What You Need to Know About Surveillance Pricing A December 2025 study conducted by Consumer Reports and the Groundwork Collaborative found that Instacart listed identical grocery items at varying prices within the same stores in the District of Columbia. In some cases, prices were marked up by as much as 23%, based not on supply or demand, but on algorithmic assessments that functionally tested differences in individual customers' willingness to pay for identical items. Councilmember Henderson wants to protect DC residents from these predatory pricing strategies.
The Federal Trade Commission launched an investigation into surveillance pricing in 2024, and released a research study in January 2025 that confirmed that companies were using consumer data to set prices. While the full extent of surveillance-based pricing is still being revealed, it can no longer be assured that a good or service's quoted price reflects its market value. Councilmember Henderson introduced the Surveillance Pricing Prohibition Amendment Act of 2026 to protect District residents from these exploitative pricing strategies before they become even more widespread and normalized.

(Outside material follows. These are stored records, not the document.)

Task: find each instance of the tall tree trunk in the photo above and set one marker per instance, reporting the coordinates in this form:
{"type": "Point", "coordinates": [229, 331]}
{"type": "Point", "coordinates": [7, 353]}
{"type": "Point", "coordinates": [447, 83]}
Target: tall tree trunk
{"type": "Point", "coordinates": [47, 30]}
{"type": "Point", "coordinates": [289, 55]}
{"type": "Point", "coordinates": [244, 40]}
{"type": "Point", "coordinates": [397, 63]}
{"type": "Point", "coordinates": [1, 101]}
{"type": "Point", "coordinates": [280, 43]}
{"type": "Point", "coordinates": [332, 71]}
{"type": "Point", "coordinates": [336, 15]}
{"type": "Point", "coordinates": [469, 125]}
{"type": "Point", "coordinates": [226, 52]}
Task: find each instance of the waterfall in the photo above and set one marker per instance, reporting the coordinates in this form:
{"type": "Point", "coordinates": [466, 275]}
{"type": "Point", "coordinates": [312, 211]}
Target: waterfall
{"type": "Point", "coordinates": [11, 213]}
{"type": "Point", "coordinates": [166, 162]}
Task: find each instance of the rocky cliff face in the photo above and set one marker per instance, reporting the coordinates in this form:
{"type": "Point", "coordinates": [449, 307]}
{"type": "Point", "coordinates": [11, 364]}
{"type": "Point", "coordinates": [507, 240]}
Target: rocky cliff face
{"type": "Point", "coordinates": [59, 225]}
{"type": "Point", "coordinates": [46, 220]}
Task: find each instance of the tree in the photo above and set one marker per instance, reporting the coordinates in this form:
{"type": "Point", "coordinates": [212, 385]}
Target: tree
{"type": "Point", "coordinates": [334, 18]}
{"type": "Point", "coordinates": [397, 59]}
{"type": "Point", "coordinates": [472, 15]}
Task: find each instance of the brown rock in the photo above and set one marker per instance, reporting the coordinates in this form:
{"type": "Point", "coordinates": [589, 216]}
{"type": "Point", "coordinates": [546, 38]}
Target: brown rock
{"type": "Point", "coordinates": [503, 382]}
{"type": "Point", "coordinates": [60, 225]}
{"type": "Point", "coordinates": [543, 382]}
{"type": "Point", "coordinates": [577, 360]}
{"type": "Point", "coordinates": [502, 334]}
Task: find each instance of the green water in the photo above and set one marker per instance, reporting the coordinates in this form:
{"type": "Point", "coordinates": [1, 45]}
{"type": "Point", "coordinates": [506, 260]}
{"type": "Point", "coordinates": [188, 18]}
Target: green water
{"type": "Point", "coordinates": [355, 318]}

The introduced legislation would amend the District's Consumer Protection Procedures Act (CPPA), creating new definitions for "surveillance-based price discrimination" and "personally identifiable information," and explicitly classifying surveillance-based pricing as an unfair or deceptive trade practice under D.C. Official Code § 28-3904. It would also align DC with similar efforts in Maryland, Georgia, Ohio, Minnesota, and California to address surveillance-based pricing practices.
Grocery bill feeling a little high? Is your cart getting more expensive even though you’re buying the same things?
What you’re experiencing is surveillance pricing.
I intro’d the Surveillance Pricing Prohibition Amendment Act of 2026 to protect DC residents from these predatory pricing strategies.